SCHIENE regional - Bahnthemen Südwest

© 2009 by Frank-D. Paßlick, Gengenbach
 

Offenburg und der modal split:
Politische Willenbekundungen hinken hoffnungslos hinterher

Weichenstellungen?

Im Mai 2000 wurde der neue ZOB in Offenburg eingeweiht, im Herbst 2001 der Haltepunkt Kreisschulzentrum, 2005 der ÖPNV-Innovationspreis empfangen. Alles Bestens? - Leider nicht. Sieht man genau hin, denn sind selbst vermeindlich gute Nachrichten aus dem Offenburger Gemeinderat weniger erfreulich.
 

Die genannten Baumaßnahmen zur Verbesserung der ÖPNV-Situation in Offenburg waren beide wichtig, aber gelungen sind sie nicht. Weder die Anliegen der Busunternehmen noch die Aussagen von Verkehrspsychologen wurden beim Bau des ZOB berücksichtigt. Von anderer Seite wurden vielmehr dem Busverkehr durch die Fußgängerzone immer wieder Steine in den Weg gelegt, von Sperrungen für die Präsentationen der Autohäuser in der Innenstadt ganz abgesehen.

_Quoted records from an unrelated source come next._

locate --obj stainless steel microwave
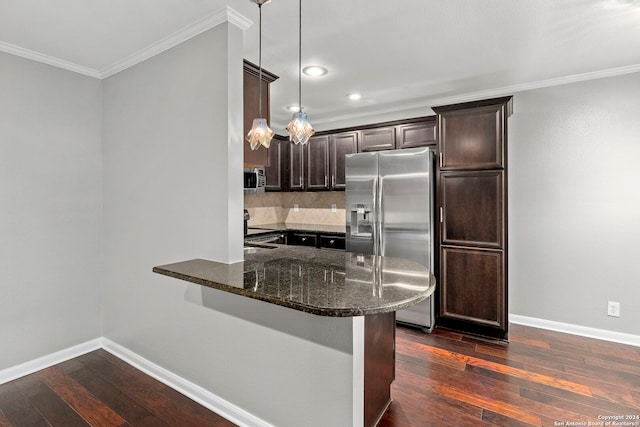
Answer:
[244,168,267,194]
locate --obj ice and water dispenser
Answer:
[350,203,373,239]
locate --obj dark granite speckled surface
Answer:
[153,245,435,317]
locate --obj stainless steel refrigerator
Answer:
[345,147,434,331]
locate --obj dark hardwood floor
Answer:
[0,325,640,427]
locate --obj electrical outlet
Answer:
[607,301,620,317]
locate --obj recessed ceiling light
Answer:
[302,65,329,77]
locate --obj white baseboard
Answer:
[102,338,273,427]
[0,338,102,384]
[509,314,640,347]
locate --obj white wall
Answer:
[0,53,103,370]
[509,73,640,335]
[103,24,357,426]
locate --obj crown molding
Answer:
[100,6,253,79]
[308,64,640,126]
[0,42,102,79]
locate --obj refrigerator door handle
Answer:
[374,177,384,256]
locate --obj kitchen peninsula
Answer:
[153,245,435,427]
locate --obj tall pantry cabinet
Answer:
[433,97,512,339]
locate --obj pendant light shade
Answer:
[287,0,315,145]
[247,118,273,150]
[246,0,274,150]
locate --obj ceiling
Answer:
[0,0,640,130]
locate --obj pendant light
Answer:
[246,0,273,150]
[287,0,315,145]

Nun ringen sich die Gemeinderäte Mitte Februar zum Beschluss eines "Integrierten Verkehrskonzepts" mit dem Zeithorizont 2025 durch: Der Anteil des Autoverkehrs in der Stadt soll von 48% auf 43% gesenkt, der des Busverkehrs von 4% auf 10% erhöht werden. Der Fahrradanteil am modal split soll von derzeit 25% auf 27% rasant anwachsen. Fußläufig sollen weiterhin 20% der Mobilitätsbedürfnisse befriedigt werden. Eine überwältigende Konzept- losigkeit! Immerhin wird der Auftrag zur Überarbeitung des Schlüsselbus-Fahrplans erteilt, der jahrelang eher den Anforderungen zur Optimierung der Fahrzeugumläufe als einer bedarfs- gerechten Bedienung der potenziellen Kundschaft genügte.

Viele Aktivitäten von ADFC, VCD u.a., aber auch erhebliche Anstrengungen der Stadt, haben Mitte der neunziger Jahr große Fortschritte für die Fahrradfahrer in Offenburg bewirkt. Durch neue Baumaßnahmen zur Bewältigung des anwachsenden Auto-Verkehrs werden die Radfahrer dagegen massiv behindert: Kreisverkehre entstehen an allen Ecken und Enden.

Wir hatten eine Zukunft - aber die liegt schon hinter uns.

Im Ortenaukreis gibt es ein ÖPNV-Verkehrsangebot mit vertakteten Fahrplänen, modernisierte Fahrzeuge bei Bus und Bahn sowie ein günstiges Tarifangebot des TGO. Trotzdem wirkt die Erziehung zum Autofahrer, denn selbst ein absolutes Halteverbot bricht oftmals nicht den vermeindlichen Anspruch auf einen Parkplatz vor dem Geschäft. Und die Geschäftswelt, vehementer Gegner der wünschenswerten Veränderung des modal split zu Ungunsten des motorisierten Individualverkehrs, belohnt einseitig den Autofahrer durch Erstattung von Parkgebühren (abgesehen von Stadtschlüsselchen). Wo bleibt der Service? Warum verständigen sich die Innenstadt-Händler nicht auf einen gemeinsamen Auslieferungsservice, unterstützt von der Stadtverwaltung, die Ansiedlungen auf der grünen Wiese mit hohen Auflagen versieht? Nun soll der Autoverkehr(santeil) in 16 Jahren um 5% reduziert werden - warum hat er überhaupt 48% erreicht? Politische Entscheidungen mit Augenmaß sind erforderlich, auch wenn sich die Einsicht zum Handeln sehr spät einstellt. Aber ein Zeithorizont von 16 Jahren lässt den notwendigen Nachholbedarf in Sachen modal split sehr schnell wieder aus den Augen verlieren.